The Keller Pointe Recreation Center
To say that The Keller Pointe, the new recreation center in Keller, Texas, was a long time coming would be something of an understatement. To start with, the community had to wait more than a decade while a half-cent municipal sales tax dedicated to recreation facilities built up some capital. That's not a fast process with only 14,000 residents, the town's population when current Parks and Recreation Director Dona Roth Kinney arrived in the early 1990s. But as the population grew—it's currently more than 34,000—and interest heightened, the project took shape, and planning could finally begin.
As a first step, before looking at any proposals from architects, Kinney and her staff went back to school.
"These were recreation facility design schools hosted by architectural firms," Kinney explains, including "three to four days of touring numerous facilities and meeting with their staff to see what they would have done differently. This helped us determine what we liked and didn't like, so we weren't going in blind."
This was followed by a six-month study with input from citizen committees, consulting firms and city staff, which produced an enterprise plan—sort of like a business plan—to guide the project toward satisfying as many community needs as possible while controlling enough costs to enable the facility to be self-supporting.
"I think the enterprise plan was the most vital tool in the development process," Kinney says. "There's a tendency for people to ask for everything under the sun in a new facility like this…[and] having that enterprise plan kept everyone very focused and enabled us to meet as many needs as possible but keep the ability to be self-supporting."
As ground-breaking approached, it became clear that the term "self-supporting" could refer to more than just the financial challenges associated with this project.
"A lot of North Texas is sort of a giant silt bed, geologically speaking," says project architect Stephen Springs of Dallas-based Brinkley Sargent Architects, referring to the high clay content in the area's soil. The clay makes the soil prone to upward and downward movement with changes in moisture levels, which can damage a foundation that rests directly in the earth. Instead, in a solution typical in areas with especially moist soils, The Keller Pointe building is supported by piers driven into the soil, which in turn support a layer of concrete called a structural slab. To create the structural slab, the site was graded to the desired contours, pilings were driven, and concrete was poured atop a layer of sacrificial cardboard boxes in order to keep the slab separate from the potentially undulating soil.
One challenge designers and builders faced was that, while a flat structural slab would have been simple enough to create, the slab for the Keller center would need to extend downward in a complicated bowl-like shape in order to form the pool. As with the rest of the slab, the underside of this bowl-like extension could not touch the soil.
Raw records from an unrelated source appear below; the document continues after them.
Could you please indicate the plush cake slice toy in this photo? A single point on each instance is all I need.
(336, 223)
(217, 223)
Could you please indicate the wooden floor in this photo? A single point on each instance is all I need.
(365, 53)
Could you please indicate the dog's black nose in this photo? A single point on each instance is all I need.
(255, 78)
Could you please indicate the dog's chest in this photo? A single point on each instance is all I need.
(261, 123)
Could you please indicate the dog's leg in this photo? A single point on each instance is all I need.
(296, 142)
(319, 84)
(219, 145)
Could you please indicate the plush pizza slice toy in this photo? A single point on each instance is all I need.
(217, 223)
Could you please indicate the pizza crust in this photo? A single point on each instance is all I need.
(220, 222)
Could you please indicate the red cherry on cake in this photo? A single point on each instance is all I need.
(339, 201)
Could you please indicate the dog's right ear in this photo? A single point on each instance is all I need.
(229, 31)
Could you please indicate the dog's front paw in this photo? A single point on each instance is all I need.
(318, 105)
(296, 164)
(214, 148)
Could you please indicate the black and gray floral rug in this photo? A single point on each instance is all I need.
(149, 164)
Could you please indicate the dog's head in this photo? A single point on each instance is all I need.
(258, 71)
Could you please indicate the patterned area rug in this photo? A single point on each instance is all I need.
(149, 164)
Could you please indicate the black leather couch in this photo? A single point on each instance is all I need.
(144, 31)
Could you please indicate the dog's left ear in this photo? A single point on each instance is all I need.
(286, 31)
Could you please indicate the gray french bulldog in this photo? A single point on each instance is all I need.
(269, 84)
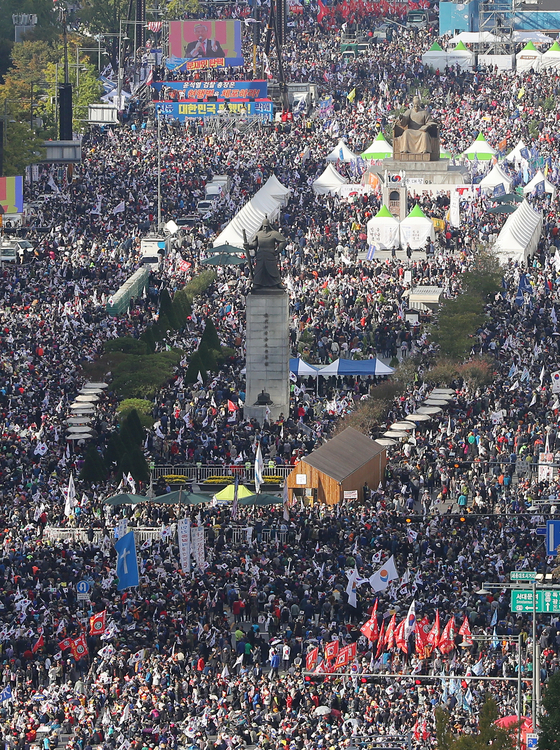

"The pool contractor had never had to build a pool this way before," recalls Springs, referring to subcontractor Progressive Commercial Aquatics. "I think it is a real feather in their hat the way it turned out."
Though the structural slab was dictated by the site conditions, there were some advantages as well.
"One benefit of using the slab meant less soil disturbance," Springs says, "so we could save a few more trees closer to the building that way."
This suited Kinney fine, since she is especially proud of the natural surroundings at the site, part of the extensive trail and park system her department has been building up for years and also because she had come away from her "design school" experience struck by the openness and airiness of some of the facilities she toured. Springs' design team achieved this feeling of openness inside The Keller Pointe facility with extensive use of interior windows, while a glass-walled, second-story running track overhangs the side of the building and puts runners and walkers right in the nearby treetops.
Kinney describes community response to the new facility as "overwhelming," pointing out that the center met its first quarter membership goals before opening day. With 3,000 memberships—almost 2,500 of which are family memberships—sold so far, she estimates that she has about 10,000 regular users, and the self-supporting facility is seeing revenues 4 percent higher than predicted.
"When the doors opened on the facility, I think we exceeded the expectations of many," Kinney says. "We went from having no recreation center to having something really exciting."